Quick aside, San Francisco is the only team with a defense having more cumulative expected points added on defense than offense. It’s no wonder 49ers’ DC DeMeco Ryans has to juggle his schedule for head-coaching interviews this cycle. And while having an elite defense may well be the reason they win it all, complementary support from the offense would also be nice.
At first glance, there’s no reason to panic about Brock Purdy’s first playoff start. He eclipsed 300 yards, had multiple passing scores, and even found the paint as a rusher. But two of his touchdowns came on check-downs behind the line of scrimmage. Purdy contributed just eight yards to Deebo Samuel’s 74-yard scamper to the end zone. There’s no hate in pointing out that the 49ers’ personnel and coaching can cover up Purdy’s mistakes. But if they get into pure-passing situations, there may be an issue.
Yep, I get that this is a one-game sample. I also recognize Purdy only threw the ball seven times on third down. However, the Seahawks blitzed once and got pressure on a separate attempt. So, he had a clean pocket on a majority of those throws. And yet, he had the second-lowest completion percentage over expected of the remaining quarterbacks. Plus, he threw short of the sticks on two of the converted third downs.

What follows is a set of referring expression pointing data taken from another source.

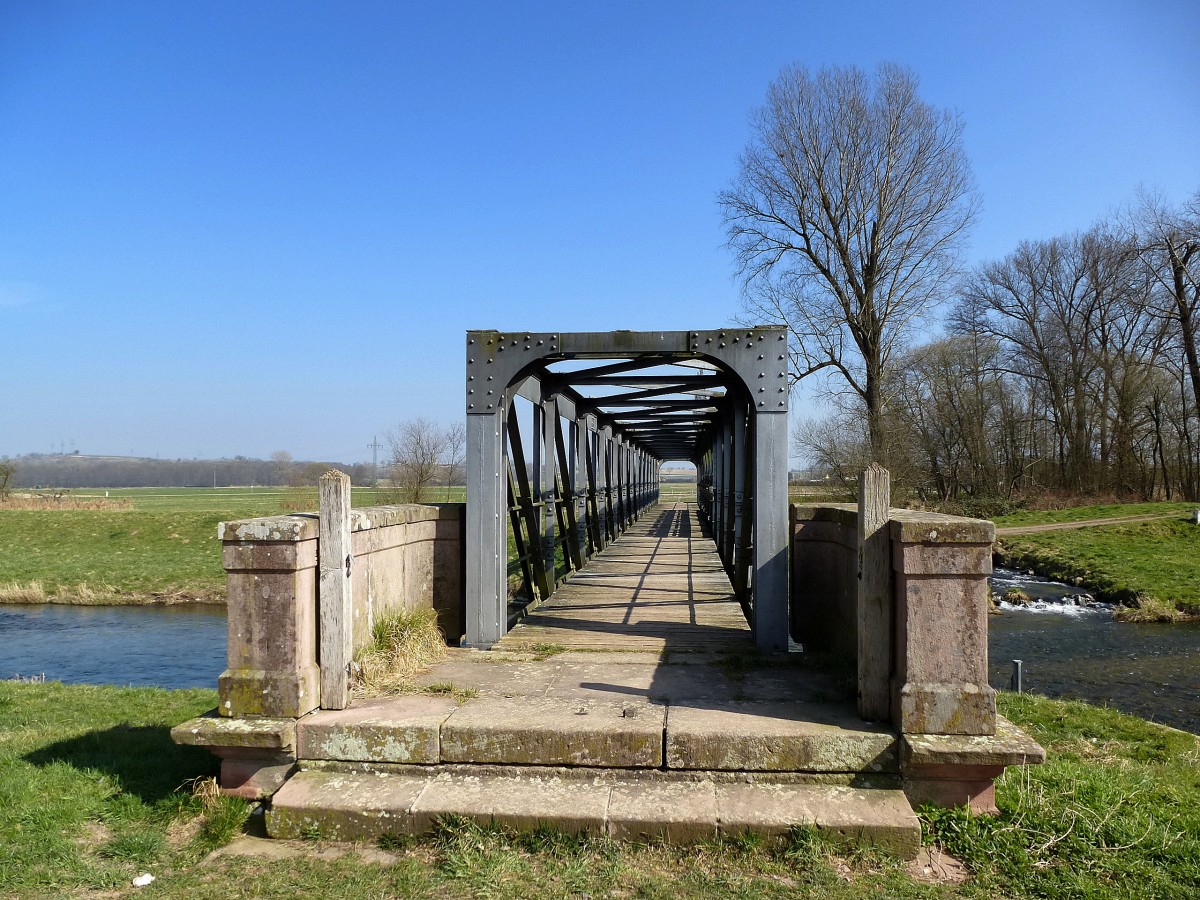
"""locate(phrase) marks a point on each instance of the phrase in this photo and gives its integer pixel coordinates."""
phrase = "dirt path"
(1085, 523)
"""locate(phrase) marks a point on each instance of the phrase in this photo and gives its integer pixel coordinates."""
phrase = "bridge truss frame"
(609, 408)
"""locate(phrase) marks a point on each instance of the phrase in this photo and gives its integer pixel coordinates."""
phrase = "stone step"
(348, 807)
(592, 731)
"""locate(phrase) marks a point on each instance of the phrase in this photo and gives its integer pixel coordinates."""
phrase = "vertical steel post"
(486, 539)
(771, 580)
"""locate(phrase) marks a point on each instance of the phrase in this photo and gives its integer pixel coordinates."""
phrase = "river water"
(1079, 652)
(1067, 649)
(163, 646)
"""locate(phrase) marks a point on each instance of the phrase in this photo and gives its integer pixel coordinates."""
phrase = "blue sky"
(204, 205)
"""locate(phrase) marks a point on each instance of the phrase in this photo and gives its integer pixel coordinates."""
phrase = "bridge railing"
(405, 557)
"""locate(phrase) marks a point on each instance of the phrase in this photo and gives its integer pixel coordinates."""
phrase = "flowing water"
(1075, 651)
(163, 646)
(1068, 649)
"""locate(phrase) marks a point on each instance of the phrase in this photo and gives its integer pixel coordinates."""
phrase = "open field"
(1149, 563)
(94, 793)
(162, 547)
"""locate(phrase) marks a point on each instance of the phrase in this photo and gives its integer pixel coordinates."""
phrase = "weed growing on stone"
(402, 645)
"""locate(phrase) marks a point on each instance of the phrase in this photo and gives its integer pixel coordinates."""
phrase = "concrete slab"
(492, 678)
(403, 729)
(522, 803)
(603, 681)
(1008, 747)
(877, 817)
(883, 819)
(556, 732)
(678, 813)
(211, 730)
(342, 807)
(777, 737)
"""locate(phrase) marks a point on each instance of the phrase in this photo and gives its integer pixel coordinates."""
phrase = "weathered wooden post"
(336, 600)
(874, 594)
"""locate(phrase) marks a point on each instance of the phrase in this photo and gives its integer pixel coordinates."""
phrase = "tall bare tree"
(1169, 244)
(846, 220)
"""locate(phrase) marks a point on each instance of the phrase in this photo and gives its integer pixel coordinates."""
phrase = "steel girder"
(603, 411)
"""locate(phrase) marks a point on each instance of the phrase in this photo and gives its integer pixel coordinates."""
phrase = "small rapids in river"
(1071, 647)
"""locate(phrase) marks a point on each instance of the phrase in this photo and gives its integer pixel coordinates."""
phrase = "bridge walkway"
(658, 587)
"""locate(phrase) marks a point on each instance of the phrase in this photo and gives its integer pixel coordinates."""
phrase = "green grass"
(93, 792)
(1120, 563)
(1114, 813)
(163, 547)
(1102, 510)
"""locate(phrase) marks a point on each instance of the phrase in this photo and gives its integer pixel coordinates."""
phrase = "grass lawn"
(1101, 510)
(1138, 562)
(165, 546)
(93, 793)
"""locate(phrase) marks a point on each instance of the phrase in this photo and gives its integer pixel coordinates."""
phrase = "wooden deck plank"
(658, 587)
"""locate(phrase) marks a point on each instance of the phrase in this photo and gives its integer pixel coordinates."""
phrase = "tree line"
(75, 471)
(1069, 365)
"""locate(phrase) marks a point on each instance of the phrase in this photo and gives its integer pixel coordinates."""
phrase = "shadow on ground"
(143, 759)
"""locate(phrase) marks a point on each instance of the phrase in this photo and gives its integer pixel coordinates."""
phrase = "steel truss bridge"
(565, 438)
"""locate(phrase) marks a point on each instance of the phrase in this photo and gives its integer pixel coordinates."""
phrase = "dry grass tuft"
(403, 643)
(205, 789)
(1149, 610)
(30, 593)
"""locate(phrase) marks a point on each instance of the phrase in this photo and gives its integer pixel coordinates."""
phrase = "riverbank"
(1147, 568)
(96, 795)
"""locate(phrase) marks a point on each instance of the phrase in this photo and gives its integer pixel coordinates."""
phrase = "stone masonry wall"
(939, 681)
(407, 557)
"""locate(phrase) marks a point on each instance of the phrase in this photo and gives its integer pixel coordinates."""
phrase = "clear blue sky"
(203, 203)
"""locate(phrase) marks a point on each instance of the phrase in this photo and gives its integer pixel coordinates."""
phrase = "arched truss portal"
(630, 401)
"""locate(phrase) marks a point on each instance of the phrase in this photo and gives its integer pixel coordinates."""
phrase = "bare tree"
(1169, 245)
(846, 220)
(454, 455)
(282, 465)
(421, 450)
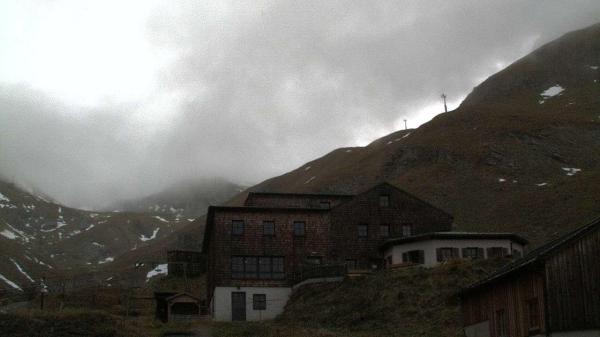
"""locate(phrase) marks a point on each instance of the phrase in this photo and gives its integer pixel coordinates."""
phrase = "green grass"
(65, 323)
(401, 302)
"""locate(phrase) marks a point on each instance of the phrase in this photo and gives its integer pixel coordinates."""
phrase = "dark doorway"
(238, 306)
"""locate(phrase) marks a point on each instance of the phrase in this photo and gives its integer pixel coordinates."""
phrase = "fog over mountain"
(111, 101)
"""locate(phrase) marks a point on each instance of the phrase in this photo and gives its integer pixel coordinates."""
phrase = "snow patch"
(106, 260)
(571, 171)
(10, 283)
(8, 234)
(21, 270)
(160, 218)
(161, 269)
(310, 179)
(551, 92)
(145, 238)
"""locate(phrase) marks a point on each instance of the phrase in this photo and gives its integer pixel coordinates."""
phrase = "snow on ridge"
(4, 198)
(22, 270)
(10, 283)
(8, 234)
(161, 269)
(145, 238)
(571, 171)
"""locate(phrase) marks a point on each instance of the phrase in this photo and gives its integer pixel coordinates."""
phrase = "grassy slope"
(401, 302)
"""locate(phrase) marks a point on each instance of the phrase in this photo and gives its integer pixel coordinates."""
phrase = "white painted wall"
(430, 246)
(277, 297)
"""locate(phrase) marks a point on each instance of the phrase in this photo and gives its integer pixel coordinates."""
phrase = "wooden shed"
(177, 307)
(553, 291)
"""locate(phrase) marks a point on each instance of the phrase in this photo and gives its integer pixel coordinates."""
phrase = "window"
(299, 228)
(501, 323)
(363, 231)
(262, 267)
(384, 200)
(472, 253)
(259, 302)
(406, 230)
(533, 314)
(250, 267)
(517, 253)
(497, 252)
(237, 227)
(414, 256)
(237, 267)
(350, 264)
(268, 228)
(384, 231)
(314, 260)
(446, 253)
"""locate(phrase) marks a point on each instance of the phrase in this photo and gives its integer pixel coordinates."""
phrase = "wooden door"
(238, 306)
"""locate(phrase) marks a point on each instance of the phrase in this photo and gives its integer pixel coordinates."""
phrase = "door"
(238, 306)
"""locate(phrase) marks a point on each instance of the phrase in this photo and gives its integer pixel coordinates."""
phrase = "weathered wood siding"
(573, 281)
(512, 295)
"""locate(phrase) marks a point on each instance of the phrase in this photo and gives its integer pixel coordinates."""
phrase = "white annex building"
(432, 248)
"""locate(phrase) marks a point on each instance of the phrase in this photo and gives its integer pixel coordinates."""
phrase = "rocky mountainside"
(186, 199)
(521, 153)
(39, 237)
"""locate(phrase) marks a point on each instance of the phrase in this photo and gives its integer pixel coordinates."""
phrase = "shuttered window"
(252, 267)
(414, 256)
(259, 302)
(497, 252)
(472, 253)
(446, 253)
(363, 231)
(533, 314)
(237, 227)
(268, 228)
(501, 323)
(299, 228)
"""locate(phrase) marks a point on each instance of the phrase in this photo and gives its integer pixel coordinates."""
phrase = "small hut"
(176, 306)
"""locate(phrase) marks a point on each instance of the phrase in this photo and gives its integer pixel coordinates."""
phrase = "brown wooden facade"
(348, 231)
(554, 289)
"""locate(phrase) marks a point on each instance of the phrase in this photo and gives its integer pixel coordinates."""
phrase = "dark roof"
(315, 195)
(536, 256)
(453, 236)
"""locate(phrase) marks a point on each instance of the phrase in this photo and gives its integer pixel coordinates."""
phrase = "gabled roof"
(169, 299)
(453, 236)
(538, 255)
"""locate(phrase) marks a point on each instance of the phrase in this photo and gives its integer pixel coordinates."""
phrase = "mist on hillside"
(232, 91)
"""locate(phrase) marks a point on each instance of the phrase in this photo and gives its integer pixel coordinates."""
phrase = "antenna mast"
(445, 106)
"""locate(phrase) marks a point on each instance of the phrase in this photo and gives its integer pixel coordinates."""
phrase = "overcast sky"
(107, 100)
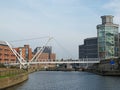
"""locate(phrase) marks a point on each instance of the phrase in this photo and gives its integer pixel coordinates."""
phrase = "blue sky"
(68, 21)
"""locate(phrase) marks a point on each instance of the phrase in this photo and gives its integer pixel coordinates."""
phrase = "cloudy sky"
(67, 21)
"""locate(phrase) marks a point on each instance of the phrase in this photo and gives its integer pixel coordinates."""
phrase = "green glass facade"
(108, 38)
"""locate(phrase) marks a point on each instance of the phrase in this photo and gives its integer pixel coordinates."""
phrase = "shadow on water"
(53, 80)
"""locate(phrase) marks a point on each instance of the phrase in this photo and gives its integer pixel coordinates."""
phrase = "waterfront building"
(89, 49)
(108, 38)
(6, 55)
(25, 52)
(45, 56)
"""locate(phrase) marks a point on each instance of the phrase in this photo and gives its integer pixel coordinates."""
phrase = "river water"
(58, 80)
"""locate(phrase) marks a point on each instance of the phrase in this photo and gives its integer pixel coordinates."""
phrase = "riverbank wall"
(9, 81)
(105, 68)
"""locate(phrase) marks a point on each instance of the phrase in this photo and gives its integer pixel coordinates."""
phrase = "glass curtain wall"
(108, 41)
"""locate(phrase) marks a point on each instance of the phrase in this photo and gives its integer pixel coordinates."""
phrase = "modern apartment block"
(89, 49)
(25, 52)
(108, 38)
(6, 55)
(46, 54)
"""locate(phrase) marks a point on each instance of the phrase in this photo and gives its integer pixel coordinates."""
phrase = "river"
(58, 80)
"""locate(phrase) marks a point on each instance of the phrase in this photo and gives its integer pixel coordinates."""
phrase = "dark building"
(47, 49)
(89, 49)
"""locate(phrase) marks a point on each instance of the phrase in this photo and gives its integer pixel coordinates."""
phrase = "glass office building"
(108, 38)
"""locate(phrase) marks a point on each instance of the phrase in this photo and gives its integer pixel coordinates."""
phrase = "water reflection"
(50, 80)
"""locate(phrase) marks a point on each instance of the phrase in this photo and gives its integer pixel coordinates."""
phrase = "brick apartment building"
(6, 55)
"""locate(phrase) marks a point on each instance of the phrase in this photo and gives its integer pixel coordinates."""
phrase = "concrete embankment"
(105, 68)
(12, 80)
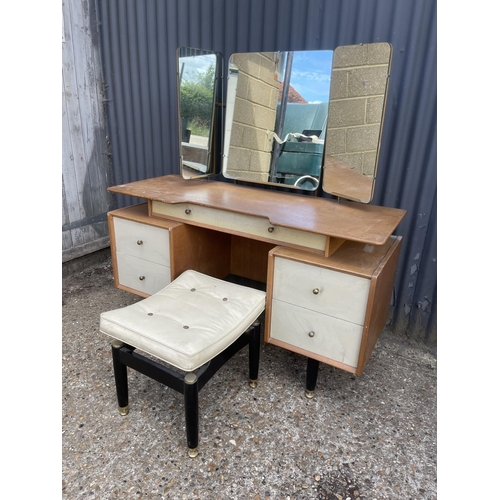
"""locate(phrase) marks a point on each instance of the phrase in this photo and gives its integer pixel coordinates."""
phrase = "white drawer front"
(143, 241)
(142, 275)
(337, 294)
(240, 223)
(331, 337)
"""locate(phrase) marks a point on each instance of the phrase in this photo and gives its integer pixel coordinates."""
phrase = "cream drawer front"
(240, 223)
(143, 241)
(142, 275)
(315, 332)
(324, 290)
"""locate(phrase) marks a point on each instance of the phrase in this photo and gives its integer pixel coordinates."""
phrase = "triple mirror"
(302, 120)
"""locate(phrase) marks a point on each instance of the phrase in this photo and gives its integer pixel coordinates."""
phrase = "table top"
(339, 219)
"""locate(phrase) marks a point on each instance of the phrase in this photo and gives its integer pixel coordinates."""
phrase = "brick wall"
(358, 86)
(254, 113)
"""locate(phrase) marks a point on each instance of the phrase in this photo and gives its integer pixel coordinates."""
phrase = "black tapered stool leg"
(311, 376)
(254, 354)
(191, 409)
(121, 381)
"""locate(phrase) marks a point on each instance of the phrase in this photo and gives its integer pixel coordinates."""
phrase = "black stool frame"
(189, 383)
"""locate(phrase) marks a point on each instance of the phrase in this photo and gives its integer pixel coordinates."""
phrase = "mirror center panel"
(276, 117)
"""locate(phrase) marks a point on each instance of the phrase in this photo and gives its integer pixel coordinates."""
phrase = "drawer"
(331, 337)
(323, 290)
(142, 240)
(238, 223)
(141, 275)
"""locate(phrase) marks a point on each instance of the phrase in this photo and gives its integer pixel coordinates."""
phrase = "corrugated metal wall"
(139, 39)
(85, 165)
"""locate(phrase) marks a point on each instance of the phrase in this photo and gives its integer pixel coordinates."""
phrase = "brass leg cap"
(123, 410)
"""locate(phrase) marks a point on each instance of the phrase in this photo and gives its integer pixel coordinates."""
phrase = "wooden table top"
(339, 219)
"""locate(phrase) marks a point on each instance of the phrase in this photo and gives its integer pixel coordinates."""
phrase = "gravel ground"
(372, 437)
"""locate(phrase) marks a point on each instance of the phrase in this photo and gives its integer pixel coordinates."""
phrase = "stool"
(195, 324)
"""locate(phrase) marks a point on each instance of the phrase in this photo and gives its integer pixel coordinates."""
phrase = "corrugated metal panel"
(84, 160)
(139, 42)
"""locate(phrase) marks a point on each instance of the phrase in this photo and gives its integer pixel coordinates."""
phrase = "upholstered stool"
(194, 324)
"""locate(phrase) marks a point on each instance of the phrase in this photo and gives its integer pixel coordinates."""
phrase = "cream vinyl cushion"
(188, 322)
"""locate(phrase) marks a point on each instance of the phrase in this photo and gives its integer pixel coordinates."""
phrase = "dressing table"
(328, 265)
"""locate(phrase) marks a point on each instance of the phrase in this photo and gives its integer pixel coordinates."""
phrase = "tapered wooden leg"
(254, 353)
(121, 381)
(311, 376)
(191, 410)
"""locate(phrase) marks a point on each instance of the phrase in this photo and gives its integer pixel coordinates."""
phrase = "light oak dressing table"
(328, 266)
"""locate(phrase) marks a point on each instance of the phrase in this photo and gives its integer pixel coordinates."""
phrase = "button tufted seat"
(195, 324)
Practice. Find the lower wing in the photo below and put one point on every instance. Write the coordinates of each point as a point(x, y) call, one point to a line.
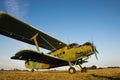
point(30, 55)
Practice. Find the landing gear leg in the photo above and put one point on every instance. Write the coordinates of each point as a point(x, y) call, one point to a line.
point(32, 70)
point(71, 69)
point(82, 69)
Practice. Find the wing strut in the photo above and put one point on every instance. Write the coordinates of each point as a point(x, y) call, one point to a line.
point(47, 42)
point(35, 41)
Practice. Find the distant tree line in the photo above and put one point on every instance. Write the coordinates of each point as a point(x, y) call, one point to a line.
point(92, 67)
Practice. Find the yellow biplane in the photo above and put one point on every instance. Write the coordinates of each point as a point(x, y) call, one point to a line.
point(60, 54)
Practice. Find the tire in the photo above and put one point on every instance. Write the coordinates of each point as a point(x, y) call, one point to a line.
point(72, 70)
point(84, 69)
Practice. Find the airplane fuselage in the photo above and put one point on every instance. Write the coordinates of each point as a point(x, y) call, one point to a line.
point(68, 53)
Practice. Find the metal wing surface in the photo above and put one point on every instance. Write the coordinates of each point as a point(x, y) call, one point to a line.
point(39, 57)
point(14, 28)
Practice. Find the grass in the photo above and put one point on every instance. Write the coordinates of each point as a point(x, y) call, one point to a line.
point(98, 74)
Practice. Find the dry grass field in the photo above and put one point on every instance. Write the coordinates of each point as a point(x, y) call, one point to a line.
point(98, 74)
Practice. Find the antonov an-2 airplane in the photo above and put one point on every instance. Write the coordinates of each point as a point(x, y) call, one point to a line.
point(60, 54)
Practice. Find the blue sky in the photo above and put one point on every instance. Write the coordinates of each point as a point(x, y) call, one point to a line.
point(70, 21)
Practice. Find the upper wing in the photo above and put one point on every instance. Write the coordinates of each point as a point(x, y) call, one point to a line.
point(14, 28)
point(39, 57)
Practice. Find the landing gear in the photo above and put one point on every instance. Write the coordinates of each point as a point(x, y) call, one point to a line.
point(32, 70)
point(84, 69)
point(72, 70)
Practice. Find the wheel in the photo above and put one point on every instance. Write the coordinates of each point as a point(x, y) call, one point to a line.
point(72, 70)
point(32, 70)
point(84, 69)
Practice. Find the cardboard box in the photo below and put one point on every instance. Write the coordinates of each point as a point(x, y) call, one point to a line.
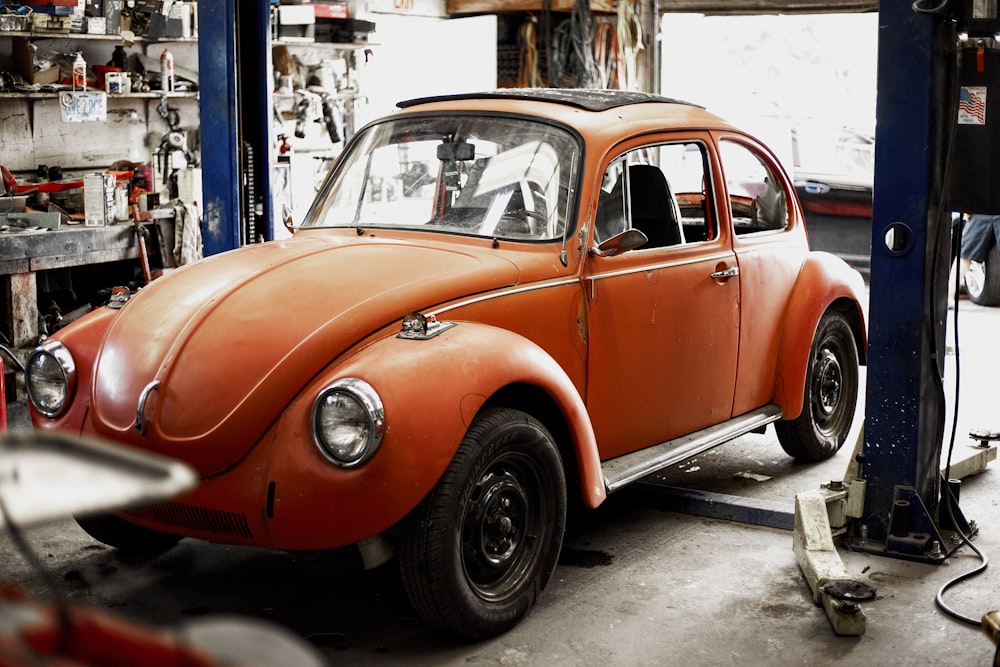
point(330, 10)
point(49, 23)
point(24, 63)
point(296, 23)
point(98, 199)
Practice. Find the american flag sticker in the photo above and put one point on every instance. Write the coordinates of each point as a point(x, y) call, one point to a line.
point(972, 105)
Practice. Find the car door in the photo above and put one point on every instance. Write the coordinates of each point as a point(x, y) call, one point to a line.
point(768, 240)
point(663, 318)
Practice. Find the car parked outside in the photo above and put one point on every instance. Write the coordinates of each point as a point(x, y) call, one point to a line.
point(834, 173)
point(500, 306)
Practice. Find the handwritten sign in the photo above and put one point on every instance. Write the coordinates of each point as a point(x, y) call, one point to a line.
point(80, 106)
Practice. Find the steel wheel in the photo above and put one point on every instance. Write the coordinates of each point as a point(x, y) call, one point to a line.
point(831, 394)
point(480, 548)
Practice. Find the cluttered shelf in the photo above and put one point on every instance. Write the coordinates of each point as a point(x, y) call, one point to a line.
point(152, 95)
point(118, 37)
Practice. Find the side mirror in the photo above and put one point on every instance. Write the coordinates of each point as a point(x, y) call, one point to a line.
point(630, 239)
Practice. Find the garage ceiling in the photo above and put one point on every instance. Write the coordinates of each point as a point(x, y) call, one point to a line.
point(734, 7)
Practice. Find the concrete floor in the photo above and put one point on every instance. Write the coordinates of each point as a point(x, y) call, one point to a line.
point(638, 583)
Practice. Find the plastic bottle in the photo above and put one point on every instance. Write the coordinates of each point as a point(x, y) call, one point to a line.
point(79, 72)
point(166, 71)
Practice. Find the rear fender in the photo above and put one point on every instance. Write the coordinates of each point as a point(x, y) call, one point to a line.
point(825, 281)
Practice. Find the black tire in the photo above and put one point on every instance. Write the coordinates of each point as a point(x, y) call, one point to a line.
point(982, 280)
point(477, 552)
point(126, 537)
point(831, 394)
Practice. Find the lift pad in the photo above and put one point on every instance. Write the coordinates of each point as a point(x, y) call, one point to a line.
point(832, 588)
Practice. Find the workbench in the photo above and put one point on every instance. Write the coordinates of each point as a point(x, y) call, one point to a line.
point(24, 253)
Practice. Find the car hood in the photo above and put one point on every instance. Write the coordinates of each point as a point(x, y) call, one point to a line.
point(231, 339)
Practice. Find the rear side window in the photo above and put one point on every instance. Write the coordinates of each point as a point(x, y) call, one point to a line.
point(757, 200)
point(661, 190)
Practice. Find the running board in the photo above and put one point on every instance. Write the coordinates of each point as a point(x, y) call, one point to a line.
point(624, 470)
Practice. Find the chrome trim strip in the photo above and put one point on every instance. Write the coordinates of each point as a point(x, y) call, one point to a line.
point(623, 470)
point(503, 293)
point(661, 265)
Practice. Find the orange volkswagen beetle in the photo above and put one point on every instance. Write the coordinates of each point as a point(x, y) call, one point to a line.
point(498, 304)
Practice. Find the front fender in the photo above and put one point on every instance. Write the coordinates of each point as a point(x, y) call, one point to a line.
point(825, 281)
point(83, 338)
point(431, 391)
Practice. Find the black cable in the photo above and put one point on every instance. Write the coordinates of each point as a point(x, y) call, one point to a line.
point(950, 500)
point(918, 7)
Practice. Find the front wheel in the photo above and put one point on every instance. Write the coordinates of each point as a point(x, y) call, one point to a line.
point(477, 552)
point(831, 394)
point(982, 280)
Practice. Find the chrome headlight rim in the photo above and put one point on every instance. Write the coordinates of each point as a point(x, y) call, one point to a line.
point(67, 367)
point(365, 396)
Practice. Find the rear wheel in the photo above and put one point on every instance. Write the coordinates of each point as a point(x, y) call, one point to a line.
point(831, 394)
point(480, 548)
point(126, 537)
point(982, 280)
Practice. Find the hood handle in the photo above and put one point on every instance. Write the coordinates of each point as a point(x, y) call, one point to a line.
point(140, 420)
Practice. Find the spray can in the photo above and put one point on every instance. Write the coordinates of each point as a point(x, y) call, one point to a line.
point(166, 71)
point(79, 72)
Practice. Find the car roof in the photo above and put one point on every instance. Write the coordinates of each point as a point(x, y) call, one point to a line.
point(588, 99)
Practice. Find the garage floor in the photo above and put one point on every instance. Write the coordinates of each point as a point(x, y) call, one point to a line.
point(638, 584)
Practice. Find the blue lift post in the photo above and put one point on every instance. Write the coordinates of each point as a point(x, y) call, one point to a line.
point(234, 65)
point(904, 420)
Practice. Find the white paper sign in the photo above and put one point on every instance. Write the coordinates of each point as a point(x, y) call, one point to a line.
point(80, 106)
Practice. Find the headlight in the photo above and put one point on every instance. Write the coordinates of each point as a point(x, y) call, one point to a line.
point(50, 376)
point(348, 422)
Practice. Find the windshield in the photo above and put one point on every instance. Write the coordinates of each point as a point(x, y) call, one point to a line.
point(485, 176)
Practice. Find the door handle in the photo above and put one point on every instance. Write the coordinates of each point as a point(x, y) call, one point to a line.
point(731, 272)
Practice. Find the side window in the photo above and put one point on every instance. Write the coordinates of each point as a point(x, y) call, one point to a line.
point(757, 199)
point(659, 190)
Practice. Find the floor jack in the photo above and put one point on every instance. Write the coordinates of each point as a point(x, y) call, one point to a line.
point(821, 516)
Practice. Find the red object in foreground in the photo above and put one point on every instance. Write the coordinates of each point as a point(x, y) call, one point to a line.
point(3, 400)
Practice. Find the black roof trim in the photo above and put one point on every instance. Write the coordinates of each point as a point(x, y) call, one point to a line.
point(588, 99)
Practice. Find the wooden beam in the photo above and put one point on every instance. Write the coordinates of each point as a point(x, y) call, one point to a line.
point(457, 7)
point(22, 309)
point(757, 7)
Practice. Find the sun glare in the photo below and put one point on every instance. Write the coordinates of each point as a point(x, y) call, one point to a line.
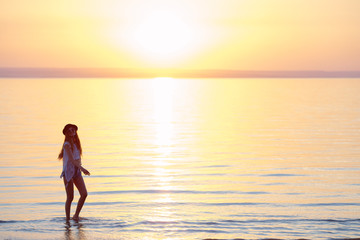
point(162, 35)
point(163, 113)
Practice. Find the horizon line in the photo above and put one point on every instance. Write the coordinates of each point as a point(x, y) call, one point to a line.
point(57, 72)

Tom Brady may be washed, but he was more accurate than Purdy in the same situation on Monday night (+1.8% CPOE). But his 46.7% third-down conversion rate is marginally better than Purdy’s (42.9%). The 49ers closed out the regular season third in EPA per play after Purdy took over. But Dallas’ rushing defense (5th in run defense DVOA for the Wild Card round) may force SF into pure passing situations, putting the game on Purdy’s shoulders.